Collaborative Approach: Involve key stakeholders, including employees, managers, and customers, in the problem-solving process. Embrace diverse perspectives and encourage open communication to gain a comprehensive understanding of the problems and potential solutions.
Solution Generation: Brainstorm potential solutions to address the identified problems. Encourage creativity and innovation during this stage. Consider both short-term fixes and long-term strategies that align with your business goals.
Evaluation and Selection: Evaluate each potential solution based on its feasibility, cost-effectiveness, and alignment with your business objectives. Select the solutions that are most likely to deliver positive results and address the root causes of the problems effectively.
Implementation: Develop a detailed action plan for implementing the selected solutions. Assign responsibilities, set deadlines, and allocate necessary resources. Communicate the plan to all stakeholders and ensure everyone is aligned and committed to the implementation process.
Monitoring and Evaluation: Continuously monitor the progress of the implemented solutions and evaluate their effectiveness. Use key performance indicators (KPIs) to measure the impact of the solutions on your business. Make adjustments as needed to optimise the outcomes.
Continuous Improvement: Problem-solving should be an ongoing process. Regularly review your business operations, gather feedback, and seek opportunities for improvement. Foster a culture of continuous learning and adaptation within your organization.

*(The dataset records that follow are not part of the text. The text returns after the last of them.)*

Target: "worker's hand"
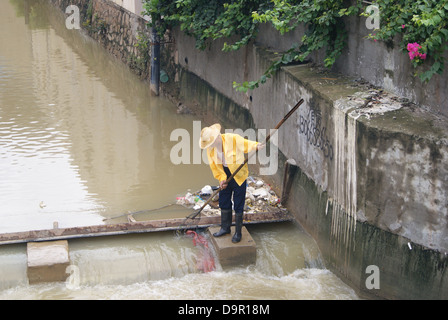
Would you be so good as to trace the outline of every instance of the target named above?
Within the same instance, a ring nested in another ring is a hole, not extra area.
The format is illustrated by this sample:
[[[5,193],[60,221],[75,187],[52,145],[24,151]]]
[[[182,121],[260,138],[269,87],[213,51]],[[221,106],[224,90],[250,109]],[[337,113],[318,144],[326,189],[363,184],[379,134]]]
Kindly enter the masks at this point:
[[[227,188],[226,181],[219,181],[219,187],[221,188],[221,190],[224,190],[225,188]]]
[[[257,151],[261,150],[261,149],[263,149],[265,147],[266,147],[266,143],[259,143],[259,144],[257,144]]]

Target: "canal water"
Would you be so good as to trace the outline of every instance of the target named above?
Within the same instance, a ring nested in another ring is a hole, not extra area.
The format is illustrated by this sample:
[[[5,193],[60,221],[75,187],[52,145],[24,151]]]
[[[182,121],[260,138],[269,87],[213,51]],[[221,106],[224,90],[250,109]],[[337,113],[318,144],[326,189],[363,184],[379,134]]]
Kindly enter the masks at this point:
[[[66,29],[46,1],[0,1],[1,233],[102,224],[215,183],[207,165],[170,159],[171,132],[192,136],[195,120]],[[169,207],[157,217],[188,213]],[[115,221],[123,220],[107,223]],[[70,240],[69,279],[38,285],[28,284],[26,245],[3,246],[0,299],[358,299],[300,226],[249,231],[256,264],[217,263],[209,273],[198,269],[203,252],[183,234]]]

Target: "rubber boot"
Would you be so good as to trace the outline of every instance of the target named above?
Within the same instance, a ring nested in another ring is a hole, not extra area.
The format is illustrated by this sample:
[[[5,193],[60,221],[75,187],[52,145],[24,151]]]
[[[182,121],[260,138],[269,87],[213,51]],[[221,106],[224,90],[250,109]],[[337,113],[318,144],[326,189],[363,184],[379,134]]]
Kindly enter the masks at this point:
[[[230,233],[232,225],[232,209],[221,209],[221,229],[213,234],[214,237],[221,237]]]
[[[232,237],[232,242],[237,243],[241,241],[241,229],[243,228],[243,213],[235,213],[235,234]]]

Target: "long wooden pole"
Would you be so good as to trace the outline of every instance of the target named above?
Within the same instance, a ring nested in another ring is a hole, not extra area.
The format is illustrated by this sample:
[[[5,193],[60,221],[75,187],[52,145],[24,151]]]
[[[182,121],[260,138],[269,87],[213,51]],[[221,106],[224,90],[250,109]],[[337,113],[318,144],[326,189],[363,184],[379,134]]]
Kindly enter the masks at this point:
[[[288,120],[288,118],[300,107],[300,105],[303,103],[303,99],[300,99],[299,102],[297,102],[297,104],[283,117],[282,120],[280,120],[280,122],[277,124],[277,126],[274,128],[275,131],[278,130],[278,128],[281,127],[281,125]],[[274,131],[274,133],[275,133]],[[271,139],[271,133],[270,132],[268,134],[268,136],[266,137],[264,143],[267,143],[269,141],[269,139]],[[254,152],[250,157],[247,157],[246,160],[244,160],[244,162],[232,173],[232,175],[227,178],[227,180],[225,181],[225,184],[228,184],[233,177],[241,170],[242,167],[244,167],[244,165],[249,161],[249,159],[258,152],[258,150],[256,152]],[[187,219],[194,219],[196,218],[196,216],[198,214],[201,213],[201,211],[205,208],[206,205],[208,205],[210,203],[210,201],[218,194],[218,192],[221,191],[221,187],[219,187],[218,189],[215,190],[215,192],[213,192],[213,194],[210,196],[210,198],[208,198],[208,200],[202,205],[202,207],[200,207],[198,209],[198,211],[193,212],[192,214],[190,214],[189,216],[187,216]]]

Common business problems can impede an organisation’s growth and success. However, by recognising these challenges and implementing effective problem-solving strategies, businesses can overcome these obstacles and thrive. The BusinessRiskTV Guide to Problem Solving provides a structured approach to identify, analyse, and address problems systematically, empowering businesses to make informed decisions and drive positive change. By prioritising problem-solving and embracing a culture of continuous improvement, businesses can overcome challenges, enhance their competitiveness, and pave the way for long-term success.